Don't forget the lower back! Include at least one lower back exercise every time you work your abs. These muscles work together all the time. Strong abs help prevent low back pain, but so does a strong back. Remember that when focusing on that muscle group, you should feel the muscles working—which is not the same as back pain. Do not attempt any exercise that actually hurts your back in any way. Pulling the abdominals in tight will offer greater support for the back during each of these exercises. 
  • Back Extensions. Simple and straightforward, you'll feel the back working after just a few of these! Begin by lying face down on a mat with your arms straight by your sides. Brace the core and peel your head and chest off the mat, squeezing the back muscles at the top of the movement. Lower back down slow and with control. 

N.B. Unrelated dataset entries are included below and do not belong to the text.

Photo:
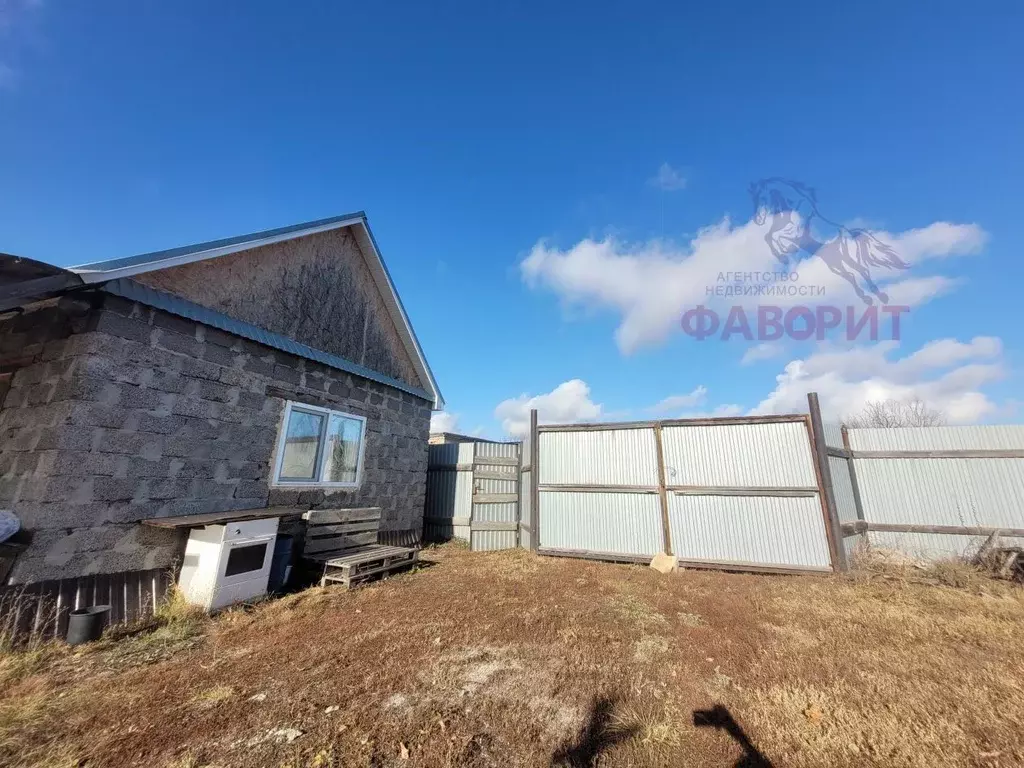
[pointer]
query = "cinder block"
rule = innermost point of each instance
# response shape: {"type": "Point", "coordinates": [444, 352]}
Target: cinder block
{"type": "Point", "coordinates": [117, 325]}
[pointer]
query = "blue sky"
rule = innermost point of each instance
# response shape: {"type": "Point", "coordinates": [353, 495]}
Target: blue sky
{"type": "Point", "coordinates": [553, 186]}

  • Swimming. This Pilates exercise is a great for the entire core, especially the lower back. Lying face down with the arms extended long overhead and legs straight, raise your right arm and left leg three to four inches in the air. Exhale and switch, raising your left arm and right leg. Continue "swimming", keeping the core tight throughout. 
  • Slow Swimming with Ball. This advanced move targets the whole core to help you balance on the ball as you engage the erector spinae.
There you have it—the real "secrets" to getting toned, flat, and strong abdominals. Now that you understand the abs and how to train them, you are equipped to reach your goals. Soon your friends and family will want to know your secrets!